W3C home > Mailing lists > Public > public-csv-wg@w3.org > August 2014

RE: CSV on the web: question re null / missing values

From: Peter Parslow <Peter.Parslow@ordnancesurvey.co.uk>
Date: Wed, 6 Aug 2014 12:45:52 +0000
To: Dan Brickley <danbri@google.com>
CC: "public-csv-wg@w3.org" <public-csv-wg@w3.org>
Message-ID: <0461228843A12A4DBE1DC4E9B451A9AB65F3FDD8@WP113.ordsvy.gov.uk>
That looks like a 'yes'.

I can add some scenarios, from our own CSV data products.

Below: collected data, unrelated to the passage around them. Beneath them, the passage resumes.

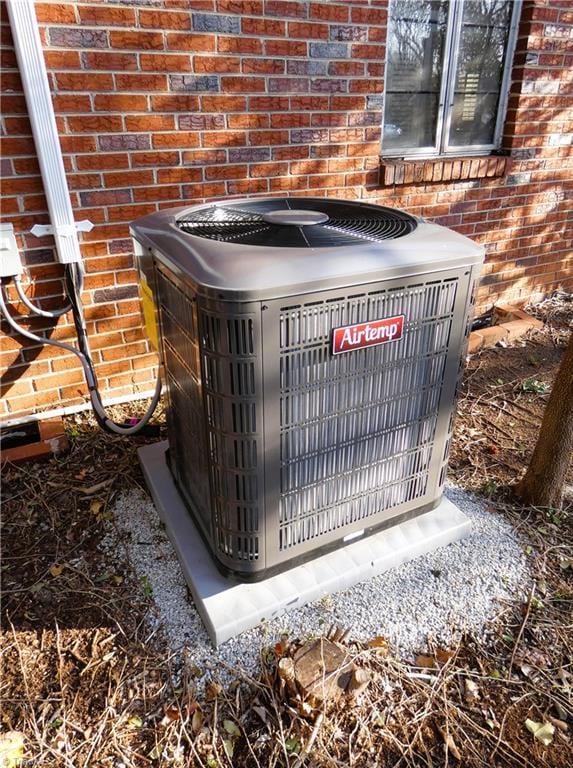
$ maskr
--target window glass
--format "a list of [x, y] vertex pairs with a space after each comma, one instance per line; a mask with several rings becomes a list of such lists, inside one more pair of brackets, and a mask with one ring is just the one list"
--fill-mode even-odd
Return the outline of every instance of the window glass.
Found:
[[392, 1], [384, 153], [424, 157], [496, 146], [515, 43], [511, 21], [520, 7], [513, 0]]
[[463, 4], [449, 143], [492, 144], [503, 77], [510, 4]]
[[505, 28], [509, 24], [511, 5], [508, 0], [464, 0], [463, 21], [465, 24], [493, 24]]
[[436, 145], [447, 2], [397, 0], [388, 39], [384, 148]]

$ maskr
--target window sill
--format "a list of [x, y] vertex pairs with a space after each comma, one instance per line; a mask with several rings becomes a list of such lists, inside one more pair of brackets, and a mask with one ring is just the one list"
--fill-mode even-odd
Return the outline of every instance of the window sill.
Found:
[[487, 157], [439, 157], [431, 160], [381, 158], [380, 184], [427, 184], [444, 181], [495, 179], [509, 171], [508, 155]]

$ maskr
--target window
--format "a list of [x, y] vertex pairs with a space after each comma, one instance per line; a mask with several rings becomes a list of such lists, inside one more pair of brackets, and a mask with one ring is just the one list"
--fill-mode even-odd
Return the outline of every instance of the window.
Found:
[[499, 147], [520, 9], [512, 0], [392, 0], [385, 156]]

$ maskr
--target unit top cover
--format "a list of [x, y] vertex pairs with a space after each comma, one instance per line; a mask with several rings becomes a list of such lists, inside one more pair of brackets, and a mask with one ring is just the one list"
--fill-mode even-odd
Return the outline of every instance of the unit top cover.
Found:
[[483, 260], [483, 248], [468, 238], [404, 211], [326, 198], [245, 199], [170, 209], [138, 219], [131, 231], [199, 292], [237, 300]]

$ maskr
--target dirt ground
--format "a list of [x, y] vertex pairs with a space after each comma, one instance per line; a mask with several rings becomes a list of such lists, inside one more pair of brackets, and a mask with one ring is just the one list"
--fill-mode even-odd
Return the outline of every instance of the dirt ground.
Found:
[[[213, 678], [199, 696], [200, 670], [151, 632], [145, 585], [127, 560], [112, 567], [98, 549], [114, 499], [143, 487], [135, 451], [145, 440], [103, 434], [82, 414], [66, 420], [66, 456], [5, 467], [0, 766], [17, 758], [66, 768], [573, 764], [572, 504], [523, 508], [511, 494], [573, 302], [535, 311], [543, 331], [470, 359], [450, 470], [523, 537], [534, 575], [527, 601], [502, 606], [487, 641], [429, 648], [415, 664], [384, 638], [345, 640], [366, 686], [330, 704], [293, 690], [285, 670], [297, 638], [261, 648], [256, 680], [238, 674], [223, 690]], [[9, 732], [13, 763], [1, 752]]]
[[[541, 425], [551, 382], [573, 317], [573, 301], [532, 308], [546, 323], [508, 347], [472, 355], [467, 363], [450, 455], [449, 477], [492, 498], [511, 498]], [[568, 477], [573, 485], [573, 466]]]

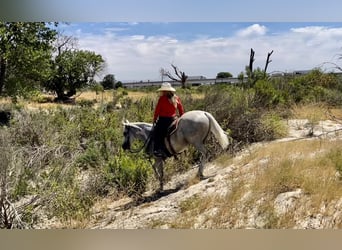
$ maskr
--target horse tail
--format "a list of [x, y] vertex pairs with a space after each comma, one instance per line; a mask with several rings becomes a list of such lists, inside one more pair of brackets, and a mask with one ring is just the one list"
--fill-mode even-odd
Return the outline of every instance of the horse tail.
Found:
[[210, 131], [214, 134], [216, 140], [219, 142], [222, 149], [226, 149], [229, 145], [229, 139], [227, 134], [223, 131], [221, 126], [210, 113], [204, 112], [204, 114], [209, 119]]

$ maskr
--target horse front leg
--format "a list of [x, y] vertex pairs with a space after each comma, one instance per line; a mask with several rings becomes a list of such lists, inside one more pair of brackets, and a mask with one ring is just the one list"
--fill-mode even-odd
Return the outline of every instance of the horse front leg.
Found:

This morning I was looking at "AddressBase Plus", so the specific use case is a missing string value (although the string in question is actually an identifier in a different dataset). There are many fields in an address which are not always populated. For example, many (UK) addresses lie within an electoral ward, but not all do - so sometimes the electoral ward column is empty, indicating that this particular address does not lie in a ward. The use case is that we would like to be explicit about that, rather than risk it being interpreted as 'missing by accident'. The solution would appear to be for us to create an 'out of range' value to populate the field with ('none' springs to mind); the slight difficulty being that the electoral ward codes are created by another agency - so we run the risk of them creating a value of 'none' for some (no doubt good) reason! Especially if we chose the same 'none' across all the potentially missing string values (house name, street name, etc)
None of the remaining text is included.